# what is this used for?



## artart47 (May 9, 2016)

Hi my Friends!
I found an item in a box of boards an was wondering what it is for. The boards are from video poker machines and the guy who gave them to me is the neighbor of the guy who works on the machines. I thought per-haps it is something he made to test things. 
It's basically a large coil with an on/off switch and came plugged into a short extension cord. I so curious about it.
Art.


----------



## FrugalRefiner (May 9, 2016)

Looks like a degausser.

Dave


----------



## glorycloud (May 9, 2016)

A degausser for sure. We used them on old CRT terminals whose colors were "off".
A handy tool for sure in it's day. 8)


----------



## UncleBenBen (May 9, 2016)

Dave hits the mark again!

I just searched Google images for 'degausser' and found some made just like that one. It is used to demagnetize the screens of old CRT televisions and monitors and restore picture quality.

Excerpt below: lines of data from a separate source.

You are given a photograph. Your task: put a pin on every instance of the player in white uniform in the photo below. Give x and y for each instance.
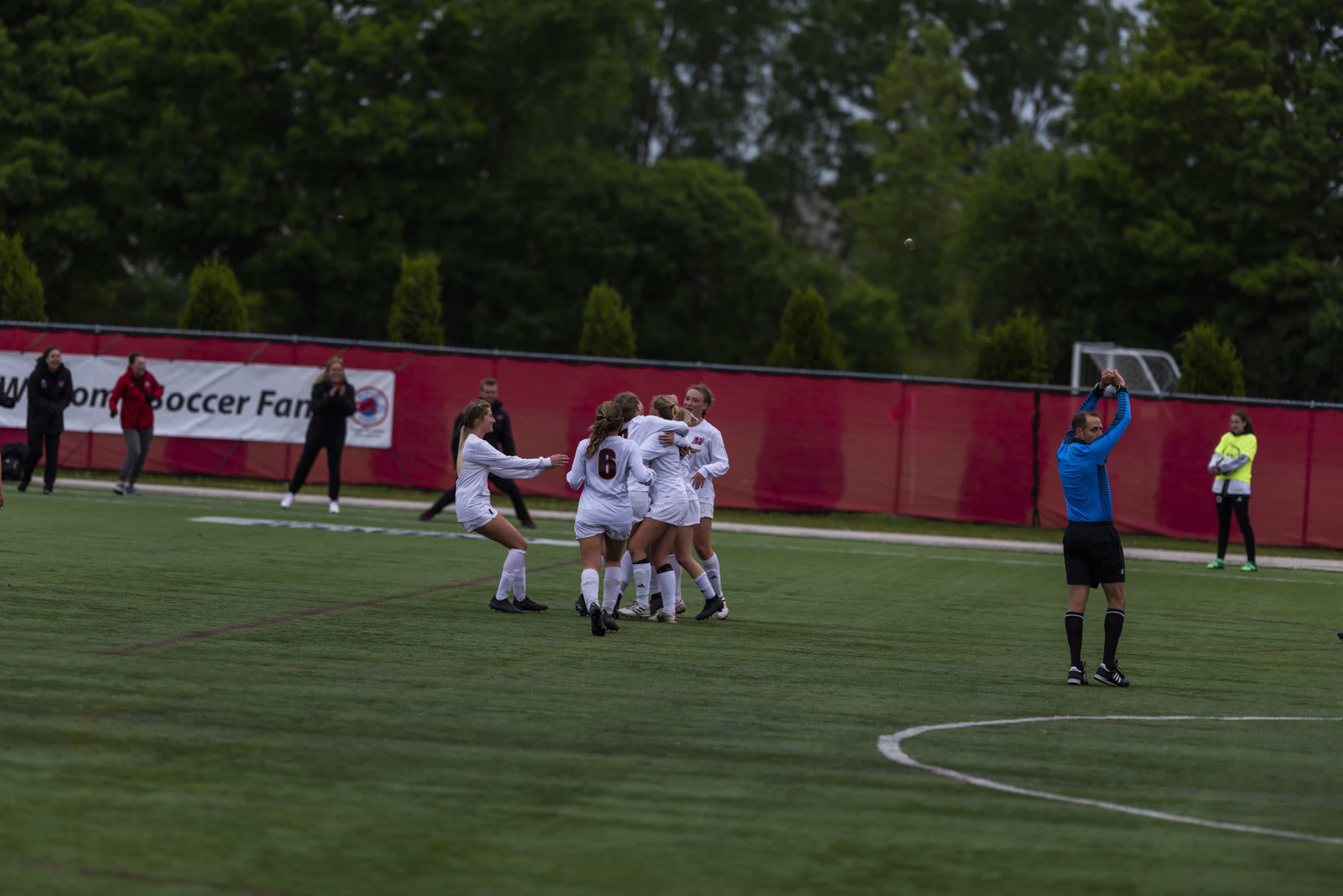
(603, 464)
(476, 459)
(710, 464)
(672, 507)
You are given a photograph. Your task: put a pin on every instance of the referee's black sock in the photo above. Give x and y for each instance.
(1073, 627)
(1113, 625)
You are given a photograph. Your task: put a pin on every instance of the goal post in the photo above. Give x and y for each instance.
(1144, 370)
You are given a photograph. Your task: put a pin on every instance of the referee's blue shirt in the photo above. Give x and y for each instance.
(1081, 468)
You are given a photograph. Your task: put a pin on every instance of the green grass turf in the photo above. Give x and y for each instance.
(425, 745)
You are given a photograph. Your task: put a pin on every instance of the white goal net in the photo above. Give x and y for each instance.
(1144, 370)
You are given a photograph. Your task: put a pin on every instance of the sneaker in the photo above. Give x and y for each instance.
(711, 608)
(1110, 676)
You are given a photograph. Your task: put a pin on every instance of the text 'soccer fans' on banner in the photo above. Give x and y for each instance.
(210, 399)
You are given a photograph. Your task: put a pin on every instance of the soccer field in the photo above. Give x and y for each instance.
(361, 723)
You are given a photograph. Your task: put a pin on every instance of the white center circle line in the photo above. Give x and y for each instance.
(891, 747)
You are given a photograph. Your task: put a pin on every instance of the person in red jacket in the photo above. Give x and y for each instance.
(134, 391)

And now I see glorycloud beat me to it!

I love that I never fail to learn something new here every day!

Ben


----------



## artart47 (May 9, 2016)

Hi! 
I would just process it for copper scrap, but, I'd feel bad if I did that and then found out that some one was looking for one of them.
Do people still use them? Or, are they obsolete?
Art.


----------



## galenrog (May 9, 2016)

They are still used with CRT monitors with specific color problems. For most video monitor applications, they are indeed obsolete. I scrap them.


----------



## upcyclist (May 10, 2016)

galenrog said:


> They are still used with CRT monitors with specific color problems. For most video monitor applications, they are indeed obsolete. I scrap them.


Later generations of CRTs also came with a degauss button--you'd press it after the screen built up a charge, everything on the screen image would jiggle around, then it would settle back down to something crisper than before. 

You could also use 'em to erase magnetic tapes--like those VCR tapes you think are just Cheers reruns, but don't want them getting into the wrong hands just in case


----------



## artart47 (May 10, 2016)

Thanks for the replies!
Art.


----------



## Findm-Keepm (May 11, 2016)

If ya wanna sell it, there is an entire vintage TV crowd drooling over it now....

Videokarma and Antique Radio Forums are a good start. Only used with Color TVs and monitors, but most Color sets had automatic degaussing by 1966, so truly a TV serviceman's tool, and mostly for 60's vintage stuff nowadays. 

...and there are quite a few old TV collectors in Wisconsin that I know of.


----------